Should we send any notification prior this event? We were thinking of sending an email informing them regarding the imminent charge 3 days prior but we are still debating this subject. Is anyone willing to share any thoughts on this?

  • 1
    I think you'll be able to get better answers if you also share: A) roughly how much the payment is (I'll be furious if you don't remind me for charging $400, but less so for $4). B) Is it a recurring payment or one-off. C) Roughly how long you think it will take users to familiarise themselves with the system (ie, make a stay/cancel decision).
    – Izhaki
    Aug 26, 2012 at 22:49

3 Answers 3


If you want your users to love you, you would ask for their confirmation before charging.

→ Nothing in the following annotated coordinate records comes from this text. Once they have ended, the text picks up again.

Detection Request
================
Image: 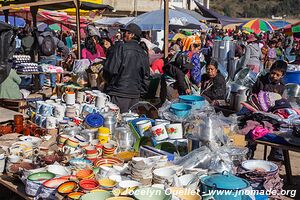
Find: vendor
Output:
[252,60,287,96]
[0,69,22,99]
[82,36,106,61]
[160,53,194,102]
[201,60,226,105]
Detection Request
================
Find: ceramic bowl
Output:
[95,158,123,167]
[27,172,55,181]
[168,187,201,200]
[242,160,278,172]
[134,187,172,200]
[118,180,142,189]
[80,191,112,200]
[57,181,77,195]
[170,103,192,117]
[153,168,176,178]
[79,179,99,191]
[99,178,117,188]
[43,178,69,188]
[68,192,84,200]
[19,136,42,147]
[178,174,200,190]
[76,169,95,179]
[47,165,71,176]
[69,158,93,169]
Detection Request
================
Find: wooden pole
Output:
[74,0,81,59]
[164,0,169,59]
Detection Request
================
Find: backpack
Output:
[41,35,56,56]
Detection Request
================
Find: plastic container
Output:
[284,71,300,85]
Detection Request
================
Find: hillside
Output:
[210,0,300,18]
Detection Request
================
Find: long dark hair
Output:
[85,36,97,55]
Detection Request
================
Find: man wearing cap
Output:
[103,24,150,113]
[38,27,69,91]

If you want to run the type of website people learn to avoid, charge them without warning.

An OK middle ground is to warn them a couple of days before with an easy way to opt out.

Have a read of http://wiki.darkpatterns.org/Home

  • See also Opt in vs Opt out many people never bother to opt out, which makes this a very strong persuasive technique (for better or worse) hence it's use in many (dark) patterns
    – Ben Brocka
    Aug 27, 2012 at 14:22

email informing them regarding the imminent charge 3 days prior

This does not sound like a good idea to me from the user point of view. This is effectively reducing the trial period by the amount of advance notice of "imminent charge" (7 days - 3 days?).

If the trial period is seven days, you'd be expected to notify anytime after the trial period and obtain confirmation before applying the charges.

Also, I do not see why there should be a policy difference (@Izhaki) depending on the amount of charge. How much is too much? What are the criteria to decide the limit? The one who pays knows the pain. :)


Why not make it an option during signup for trial?

Since the trial is paid already, you have already ruled out the "unwashed masses", conversion rate from trial to full should be significant.

If the service is non-essential - ("I want to see if it fits mylife and is worth $X/month"), automatic conversion is common, but makes many avoid the trial.

If the service is essential (e.g. stores slides for my oh so important presentation), automatic termination may result in an ex-customer looking back in anger.

Now it's all up to you how big you make this, and whether it defaults to "ON".